Dans le spectacle vivant, on doit aussi gérer deux types de communication : la communication “générique” (du projet global d’établissement) et la communication qui s’adapte en fonction des projets artistiques, des artistes qui passent par cette maison et que nous accompagnons.
Quel est votre rôle et quelles sont vos missions ?
Nous sommes deux, je suis chargée de communication et j’ai avec moi une attachée de communication. Je coordonne le service, je suis en lien permanent avec notre graphiste Julie Linotte, une prestataire extérieure – mais qui vit à Reims (une volonté de Chloé Dabert).
Mes missions quotidiennes concernent surtout le print. En ce moment je suis essentiellement sur notre revue trimestrielle. L’objectif est de parler des spectacles du moment avec un angle accrocheur, qui ne soit pas simplement un résumé : coulisses de la création et du CDN, tête d’affiche, actions culturelles… Je m’occupe aussi de tout ce qui est affichage, actualités et communication institutionnelle.
Je suis un peu la cheffe d’orchestre. J’échange avec la graphiste, je choisis et briefe les journalistes de la revue, tout cela en accord avec la Direction. J’établis leurs contrats, je les mets en lien avec les artistes. Les revues me prennent beaucoup de temps à l’année car c’est un gros travail de coordination entre artistes, journalistes et direction.
Mais aucune journée ne se ressemble : aujourd’hui je suis sur la revue, demain je rencontre un artiste qui arrive ici en résidence, avec qui on va tourner une courte vidéo pour les réseaux sociaux !
Quels sont les temps forts de communication d’une saison à la Comédie – CDN de Reims ?
Les productions sont les premiers temps forts car nous avons de grands enjeux. Les créations produites chez nous ont une communication beaucoup plus développée qu’un spectacle qu’on accueille.

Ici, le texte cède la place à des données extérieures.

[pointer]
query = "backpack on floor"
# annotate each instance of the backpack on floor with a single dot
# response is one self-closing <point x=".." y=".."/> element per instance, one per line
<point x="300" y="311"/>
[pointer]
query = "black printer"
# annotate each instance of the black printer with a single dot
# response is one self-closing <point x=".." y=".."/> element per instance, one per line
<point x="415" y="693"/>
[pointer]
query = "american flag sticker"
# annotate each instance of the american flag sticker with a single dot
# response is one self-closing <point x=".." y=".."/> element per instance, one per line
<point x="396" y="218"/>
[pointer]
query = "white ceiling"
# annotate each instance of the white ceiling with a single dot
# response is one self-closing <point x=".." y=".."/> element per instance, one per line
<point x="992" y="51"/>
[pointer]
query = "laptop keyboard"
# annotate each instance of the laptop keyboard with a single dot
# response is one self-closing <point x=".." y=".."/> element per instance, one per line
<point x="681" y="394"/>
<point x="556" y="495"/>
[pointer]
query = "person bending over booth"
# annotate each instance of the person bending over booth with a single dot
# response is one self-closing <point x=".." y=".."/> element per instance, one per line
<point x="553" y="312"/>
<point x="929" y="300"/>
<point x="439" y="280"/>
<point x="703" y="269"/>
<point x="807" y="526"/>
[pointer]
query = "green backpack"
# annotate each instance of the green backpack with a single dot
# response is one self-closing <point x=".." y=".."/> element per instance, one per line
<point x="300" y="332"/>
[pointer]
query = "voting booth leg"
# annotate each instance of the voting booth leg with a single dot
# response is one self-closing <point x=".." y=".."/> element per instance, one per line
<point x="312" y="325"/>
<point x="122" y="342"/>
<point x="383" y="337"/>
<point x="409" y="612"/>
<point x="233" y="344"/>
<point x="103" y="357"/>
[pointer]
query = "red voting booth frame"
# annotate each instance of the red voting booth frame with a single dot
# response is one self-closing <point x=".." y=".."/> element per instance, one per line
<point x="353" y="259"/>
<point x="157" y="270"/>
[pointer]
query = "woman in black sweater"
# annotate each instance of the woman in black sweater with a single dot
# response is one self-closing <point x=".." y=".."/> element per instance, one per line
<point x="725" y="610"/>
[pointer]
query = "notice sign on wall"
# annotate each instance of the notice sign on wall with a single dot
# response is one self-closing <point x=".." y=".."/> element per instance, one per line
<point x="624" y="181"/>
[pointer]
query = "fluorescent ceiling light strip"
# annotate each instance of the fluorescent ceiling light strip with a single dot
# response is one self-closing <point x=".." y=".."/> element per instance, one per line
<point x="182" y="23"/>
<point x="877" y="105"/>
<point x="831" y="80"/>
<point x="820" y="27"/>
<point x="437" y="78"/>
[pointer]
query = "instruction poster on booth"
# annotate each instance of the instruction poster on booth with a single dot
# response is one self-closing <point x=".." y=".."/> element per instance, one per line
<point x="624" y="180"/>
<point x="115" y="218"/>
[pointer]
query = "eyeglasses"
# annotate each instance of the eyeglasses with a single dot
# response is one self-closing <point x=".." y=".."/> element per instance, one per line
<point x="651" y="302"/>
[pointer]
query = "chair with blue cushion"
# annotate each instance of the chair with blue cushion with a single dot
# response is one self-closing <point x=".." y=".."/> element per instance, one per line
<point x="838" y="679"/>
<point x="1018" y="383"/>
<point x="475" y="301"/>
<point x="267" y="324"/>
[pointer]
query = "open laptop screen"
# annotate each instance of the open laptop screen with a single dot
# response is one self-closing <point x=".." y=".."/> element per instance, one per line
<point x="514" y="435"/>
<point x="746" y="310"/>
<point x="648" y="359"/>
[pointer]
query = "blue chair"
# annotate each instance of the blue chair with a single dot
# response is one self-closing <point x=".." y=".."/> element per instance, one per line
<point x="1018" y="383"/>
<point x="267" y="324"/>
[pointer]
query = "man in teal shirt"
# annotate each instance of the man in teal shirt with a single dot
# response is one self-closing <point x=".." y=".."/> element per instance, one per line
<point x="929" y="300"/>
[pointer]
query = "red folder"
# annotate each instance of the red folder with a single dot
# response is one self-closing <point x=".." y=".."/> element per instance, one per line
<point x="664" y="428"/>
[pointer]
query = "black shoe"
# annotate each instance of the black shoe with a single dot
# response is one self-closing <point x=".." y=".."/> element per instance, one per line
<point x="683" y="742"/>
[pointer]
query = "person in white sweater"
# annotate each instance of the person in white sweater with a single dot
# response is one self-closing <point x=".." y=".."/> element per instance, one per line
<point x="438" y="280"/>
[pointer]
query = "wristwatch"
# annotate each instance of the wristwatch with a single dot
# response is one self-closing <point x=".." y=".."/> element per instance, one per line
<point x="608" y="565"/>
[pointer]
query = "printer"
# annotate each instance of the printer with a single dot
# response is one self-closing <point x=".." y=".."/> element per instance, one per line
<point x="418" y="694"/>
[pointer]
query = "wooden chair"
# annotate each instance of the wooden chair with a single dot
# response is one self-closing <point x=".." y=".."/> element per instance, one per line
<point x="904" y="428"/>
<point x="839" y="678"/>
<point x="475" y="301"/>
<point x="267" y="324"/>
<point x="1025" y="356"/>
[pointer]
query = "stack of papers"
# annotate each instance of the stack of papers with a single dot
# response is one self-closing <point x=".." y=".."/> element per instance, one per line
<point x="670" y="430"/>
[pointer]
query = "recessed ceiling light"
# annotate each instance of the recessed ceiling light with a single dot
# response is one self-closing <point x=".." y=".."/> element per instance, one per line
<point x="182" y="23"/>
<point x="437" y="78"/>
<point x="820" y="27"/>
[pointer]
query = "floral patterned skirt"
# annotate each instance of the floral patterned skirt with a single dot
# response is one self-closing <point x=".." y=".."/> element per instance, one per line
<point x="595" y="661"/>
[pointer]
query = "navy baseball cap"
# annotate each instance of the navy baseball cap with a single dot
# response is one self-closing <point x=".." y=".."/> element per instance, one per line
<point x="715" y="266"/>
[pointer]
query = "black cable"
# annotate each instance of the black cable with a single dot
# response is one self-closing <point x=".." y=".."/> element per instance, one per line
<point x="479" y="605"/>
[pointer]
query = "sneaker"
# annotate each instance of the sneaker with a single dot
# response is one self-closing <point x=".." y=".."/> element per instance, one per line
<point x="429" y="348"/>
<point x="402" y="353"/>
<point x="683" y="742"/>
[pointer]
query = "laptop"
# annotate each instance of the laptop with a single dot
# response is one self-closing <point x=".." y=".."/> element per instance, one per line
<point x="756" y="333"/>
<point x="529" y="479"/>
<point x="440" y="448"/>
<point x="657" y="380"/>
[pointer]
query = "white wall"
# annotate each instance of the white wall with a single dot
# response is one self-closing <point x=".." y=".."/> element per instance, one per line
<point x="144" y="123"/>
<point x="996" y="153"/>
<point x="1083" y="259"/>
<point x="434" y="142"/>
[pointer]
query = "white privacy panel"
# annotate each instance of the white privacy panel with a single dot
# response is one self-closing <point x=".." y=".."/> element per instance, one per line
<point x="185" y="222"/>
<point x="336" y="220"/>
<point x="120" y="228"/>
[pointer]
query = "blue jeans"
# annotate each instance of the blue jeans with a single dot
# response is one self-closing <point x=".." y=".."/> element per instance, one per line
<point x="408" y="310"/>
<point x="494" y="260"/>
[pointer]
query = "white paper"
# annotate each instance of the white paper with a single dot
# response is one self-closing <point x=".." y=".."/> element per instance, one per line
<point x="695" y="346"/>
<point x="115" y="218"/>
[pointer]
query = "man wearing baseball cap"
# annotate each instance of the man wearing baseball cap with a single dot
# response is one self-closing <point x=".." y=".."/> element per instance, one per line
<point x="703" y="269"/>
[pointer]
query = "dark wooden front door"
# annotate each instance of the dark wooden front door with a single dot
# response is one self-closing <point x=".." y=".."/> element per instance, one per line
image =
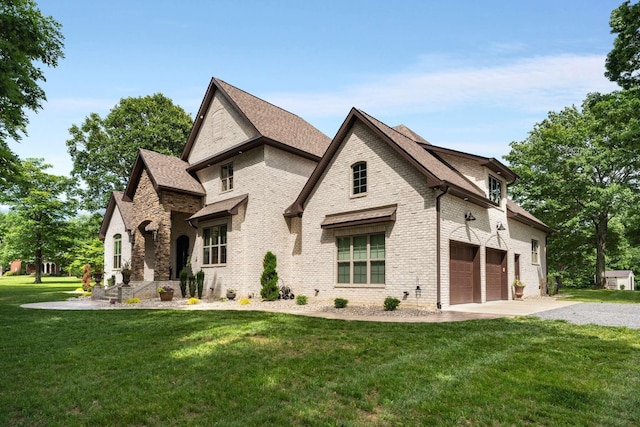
<point x="464" y="273"/>
<point x="182" y="254"/>
<point x="496" y="270"/>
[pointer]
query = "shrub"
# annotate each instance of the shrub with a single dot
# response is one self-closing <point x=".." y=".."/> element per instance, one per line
<point x="200" y="282"/>
<point x="340" y="302"/>
<point x="391" y="303"/>
<point x="269" y="278"/>
<point x="184" y="276"/>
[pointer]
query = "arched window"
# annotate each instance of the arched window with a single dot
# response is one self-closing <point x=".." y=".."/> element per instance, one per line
<point x="359" y="178"/>
<point x="117" y="251"/>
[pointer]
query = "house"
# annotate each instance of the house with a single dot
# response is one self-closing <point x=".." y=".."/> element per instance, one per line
<point x="375" y="212"/>
<point x="620" y="279"/>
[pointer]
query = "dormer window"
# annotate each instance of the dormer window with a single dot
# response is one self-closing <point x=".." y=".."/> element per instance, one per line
<point x="226" y="176"/>
<point x="359" y="178"/>
<point x="495" y="189"/>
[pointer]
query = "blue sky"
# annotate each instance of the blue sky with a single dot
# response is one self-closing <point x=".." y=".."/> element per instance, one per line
<point x="468" y="75"/>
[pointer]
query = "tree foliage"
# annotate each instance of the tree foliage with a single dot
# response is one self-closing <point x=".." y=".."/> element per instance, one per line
<point x="578" y="171"/>
<point x="27" y="39"/>
<point x="37" y="222"/>
<point x="623" y="61"/>
<point x="269" y="277"/>
<point x="104" y="149"/>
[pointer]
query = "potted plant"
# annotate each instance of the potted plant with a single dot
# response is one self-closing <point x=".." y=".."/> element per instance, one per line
<point x="166" y="293"/>
<point x="125" y="270"/>
<point x="518" y="287"/>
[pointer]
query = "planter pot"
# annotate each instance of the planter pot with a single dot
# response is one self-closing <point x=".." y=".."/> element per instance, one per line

On a ensuite les temps forts du festival, par exemple le FARaway – Festival des Arts à Reims, une Collégiale, c’est beaucoup de spectacles. C’est particulier parce que le festival a sa propre identité graphique. Il y a d’ailleurs une personne responsable de la communication du festival au sein de la Comédie.

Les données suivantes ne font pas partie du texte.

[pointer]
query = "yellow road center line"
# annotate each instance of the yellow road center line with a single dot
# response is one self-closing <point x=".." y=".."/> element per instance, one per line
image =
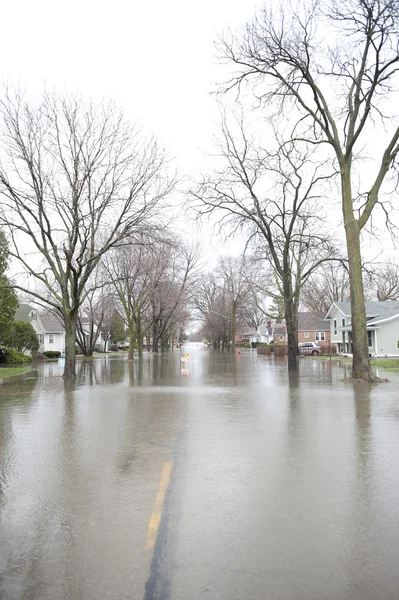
<point x="155" y="520"/>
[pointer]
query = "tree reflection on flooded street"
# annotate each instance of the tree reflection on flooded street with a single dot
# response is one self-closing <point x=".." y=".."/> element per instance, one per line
<point x="223" y="479"/>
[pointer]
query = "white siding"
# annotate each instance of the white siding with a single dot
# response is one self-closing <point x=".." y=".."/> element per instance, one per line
<point x="387" y="338"/>
<point x="338" y="316"/>
<point x="58" y="342"/>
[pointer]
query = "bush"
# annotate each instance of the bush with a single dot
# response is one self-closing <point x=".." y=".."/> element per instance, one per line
<point x="52" y="354"/>
<point x="13" y="357"/>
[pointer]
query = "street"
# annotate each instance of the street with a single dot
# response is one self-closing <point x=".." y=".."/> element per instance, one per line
<point x="224" y="479"/>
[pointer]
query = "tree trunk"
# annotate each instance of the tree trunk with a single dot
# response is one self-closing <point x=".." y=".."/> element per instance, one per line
<point x="233" y="328"/>
<point x="70" y="341"/>
<point x="139" y="334"/>
<point x="361" y="362"/>
<point x="291" y="323"/>
<point x="130" y="355"/>
<point x="155" y="337"/>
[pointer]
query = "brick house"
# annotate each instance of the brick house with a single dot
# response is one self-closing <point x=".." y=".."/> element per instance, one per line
<point x="313" y="327"/>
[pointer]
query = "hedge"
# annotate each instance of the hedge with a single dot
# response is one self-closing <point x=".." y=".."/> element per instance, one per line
<point x="13" y="357"/>
<point x="52" y="353"/>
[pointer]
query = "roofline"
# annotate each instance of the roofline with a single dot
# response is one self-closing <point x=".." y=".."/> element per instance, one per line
<point x="336" y="306"/>
<point x="387" y="320"/>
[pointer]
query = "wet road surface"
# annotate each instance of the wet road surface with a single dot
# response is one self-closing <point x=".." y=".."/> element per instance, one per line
<point x="224" y="480"/>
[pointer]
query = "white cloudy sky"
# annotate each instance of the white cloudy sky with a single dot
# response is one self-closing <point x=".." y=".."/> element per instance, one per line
<point x="156" y="59"/>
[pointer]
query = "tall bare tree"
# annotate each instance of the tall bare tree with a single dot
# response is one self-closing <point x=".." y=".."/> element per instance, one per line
<point x="76" y="180"/>
<point x="329" y="284"/>
<point x="334" y="65"/>
<point x="272" y="198"/>
<point x="383" y="280"/>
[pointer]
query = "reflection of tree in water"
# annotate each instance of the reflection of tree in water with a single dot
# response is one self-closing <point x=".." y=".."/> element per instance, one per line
<point x="14" y="397"/>
<point x="364" y="441"/>
<point x="87" y="372"/>
<point x="135" y="371"/>
<point x="162" y="366"/>
<point x="101" y="371"/>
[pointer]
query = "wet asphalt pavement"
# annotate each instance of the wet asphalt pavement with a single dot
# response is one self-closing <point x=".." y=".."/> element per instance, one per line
<point x="222" y="480"/>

Ensuite, à la Comédie, il y a les Samedis Comédie où l’on a une communication spécifique destinées aux familles. En juin, nous nous concentrons sur Intercal qui fait se rencontrer des artistes issus du théâtre, des arts visuels et du numérique pour questionner ensemble leurs disciplines. C’est aussi un grand temps fort avec une grosse campagne de communication.
Quels sont vos trois outils de com essentiels ?

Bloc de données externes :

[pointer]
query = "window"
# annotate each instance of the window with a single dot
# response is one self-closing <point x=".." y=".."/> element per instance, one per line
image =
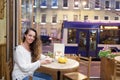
<point x="95" y="17"/>
<point x="65" y="3"/>
<point x="43" y="18"/>
<point x="86" y="5"/>
<point x="109" y="35"/>
<point x="54" y="3"/>
<point x="53" y="32"/>
<point x="71" y="35"/>
<point x="54" y="18"/>
<point x="65" y="17"/>
<point x="106" y="18"/>
<point x="86" y="17"/>
<point x="97" y="3"/>
<point x="76" y="3"/>
<point x="43" y="4"/>
<point x="75" y="17"/>
<point x="43" y="31"/>
<point x="116" y="18"/>
<point x="117" y="6"/>
<point x="107" y="4"/>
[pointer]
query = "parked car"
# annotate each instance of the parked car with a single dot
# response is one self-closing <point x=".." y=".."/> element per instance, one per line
<point x="46" y="40"/>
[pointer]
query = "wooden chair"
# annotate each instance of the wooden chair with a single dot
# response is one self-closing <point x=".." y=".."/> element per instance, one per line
<point x="85" y="61"/>
<point x="116" y="75"/>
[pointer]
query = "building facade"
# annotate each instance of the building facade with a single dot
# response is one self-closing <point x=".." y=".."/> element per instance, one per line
<point x="49" y="14"/>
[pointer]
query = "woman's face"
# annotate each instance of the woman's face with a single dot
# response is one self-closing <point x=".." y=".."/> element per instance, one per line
<point x="30" y="37"/>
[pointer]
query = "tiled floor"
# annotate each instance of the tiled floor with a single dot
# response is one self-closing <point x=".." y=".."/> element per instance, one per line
<point x="95" y="70"/>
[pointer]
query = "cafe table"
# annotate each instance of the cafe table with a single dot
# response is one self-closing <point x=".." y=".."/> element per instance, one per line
<point x="56" y="69"/>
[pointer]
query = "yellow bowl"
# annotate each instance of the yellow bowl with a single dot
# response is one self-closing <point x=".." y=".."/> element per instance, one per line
<point x="62" y="60"/>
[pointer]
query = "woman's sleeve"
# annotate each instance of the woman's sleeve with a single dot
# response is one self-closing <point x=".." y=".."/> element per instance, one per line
<point x="21" y="61"/>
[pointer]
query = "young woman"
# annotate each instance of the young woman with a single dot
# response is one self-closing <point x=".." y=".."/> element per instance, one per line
<point x="28" y="57"/>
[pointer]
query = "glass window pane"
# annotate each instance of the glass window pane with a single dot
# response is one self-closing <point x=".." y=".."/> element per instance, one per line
<point x="43" y="2"/>
<point x="54" y="3"/>
<point x="109" y="36"/>
<point x="71" y="36"/>
<point x="117" y="5"/>
<point x="65" y="3"/>
<point x="82" y="40"/>
<point x="93" y="40"/>
<point x="97" y="4"/>
<point x="43" y="18"/>
<point x="54" y="18"/>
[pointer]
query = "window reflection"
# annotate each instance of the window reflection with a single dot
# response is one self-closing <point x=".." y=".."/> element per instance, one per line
<point x="82" y="40"/>
<point x="109" y="36"/>
<point x="71" y="35"/>
<point x="93" y="40"/>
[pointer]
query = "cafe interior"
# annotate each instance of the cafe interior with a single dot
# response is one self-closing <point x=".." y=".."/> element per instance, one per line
<point x="64" y="66"/>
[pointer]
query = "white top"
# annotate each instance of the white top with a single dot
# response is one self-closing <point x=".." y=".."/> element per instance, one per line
<point x="23" y="65"/>
<point x="70" y="64"/>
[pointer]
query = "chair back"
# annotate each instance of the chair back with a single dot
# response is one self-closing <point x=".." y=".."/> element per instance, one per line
<point x="86" y="62"/>
<point x="116" y="69"/>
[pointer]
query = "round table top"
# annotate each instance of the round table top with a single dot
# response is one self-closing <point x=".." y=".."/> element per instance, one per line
<point x="117" y="58"/>
<point x="70" y="64"/>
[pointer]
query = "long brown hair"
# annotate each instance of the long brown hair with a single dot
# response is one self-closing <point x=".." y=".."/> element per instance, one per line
<point x="35" y="47"/>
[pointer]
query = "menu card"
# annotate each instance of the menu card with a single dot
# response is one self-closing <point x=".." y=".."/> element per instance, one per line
<point x="59" y="50"/>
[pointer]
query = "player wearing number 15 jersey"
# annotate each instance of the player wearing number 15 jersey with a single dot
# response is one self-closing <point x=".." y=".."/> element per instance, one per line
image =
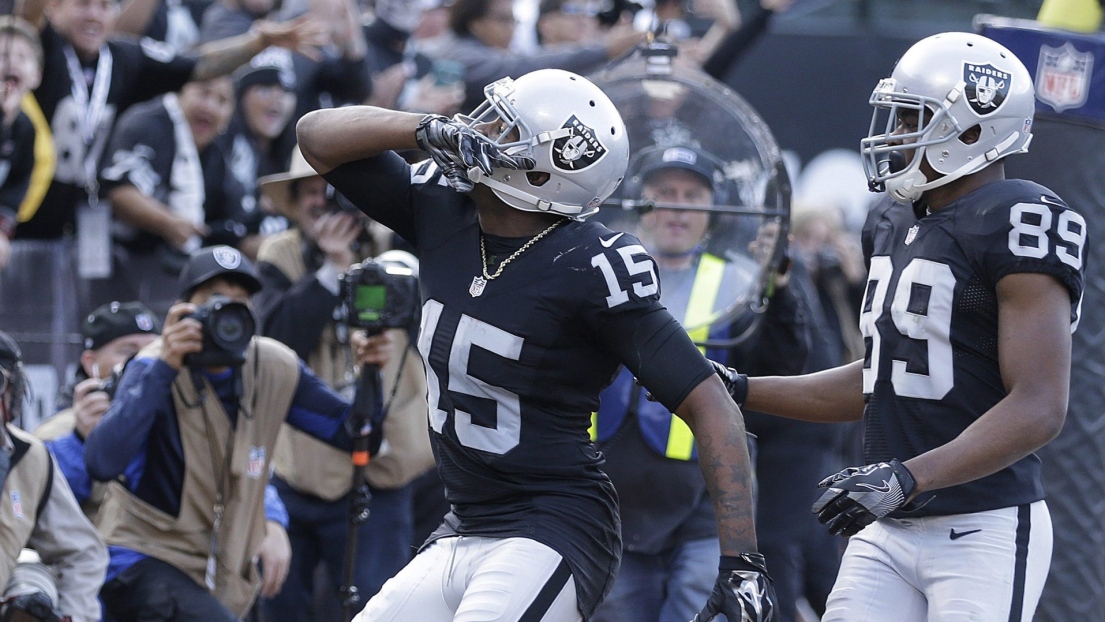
<point x="528" y="311"/>
<point x="974" y="290"/>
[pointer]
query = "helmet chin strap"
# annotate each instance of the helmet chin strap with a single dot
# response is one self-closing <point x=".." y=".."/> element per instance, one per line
<point x="538" y="204"/>
<point x="909" y="190"/>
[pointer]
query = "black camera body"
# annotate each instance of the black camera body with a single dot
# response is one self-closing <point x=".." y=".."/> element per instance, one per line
<point x="228" y="329"/>
<point x="379" y="295"/>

La brochure de saison, qui est le gros morceau, qu’on attaque avant la fin de la saison précédente. C’est l’outil principal de la Comédie puisque le public y est particulièrement attaché : il les garde chez eux précieusement d’année en année. Et puis, c’est le premier document qui dévoile la saison. Ici, nous la dévoilons d’abord en print, et après sur le web.
Nous avons ces fameuses revues trimestrielles dont je parlais.
Enfin, il y a aussi les réseaux sociaux, surtout Instagram. Notre CDN étant un lieu de création, les spectacles ne sont pas encore finalisés. En dévoilant les coulisses de la création d’un spectacle, la régie, les costumes, etc. nous touchons un autre public, plus jeune.
Un exemple de réussite dont vous êtes particulièrement fière ?
La campagne qu’on a réalisée l’an dernier. La Comédie a été fermée toute l’année, on a fait un festival d’un mois et demi quand on a pu rouvrir. On a brainstormé pour le nom : la “Belle Saison”, avec l’idée de “revanche”, “se faire la belle”. D’habitude, on ne travaille que sur du graphisme, mais en rédigeant le brief pour ma graphiste Julie Linotte, je me suis dit que les gens avaient envie de voir des visages sans masque.
Avec la graphiste et notre photographe Vincent VDH, on a imaginé ensemble une campagne photo avec des salariés de la Comédie, des spectateurs habitués, des partenaires, des élèves de la Classe de la Comédie, et on a fait une campagne photo où on a pris individuellement plusieurs personne avec un maquillage imaginé par ma graphiste et réalisé par une maquilleuse, Candice Davenne, comme un chemin sur le chemin avec une peinture bleue avec, au bout, un point. L’idée est de traverser ensemble et d’arriver tous ensemble au même point.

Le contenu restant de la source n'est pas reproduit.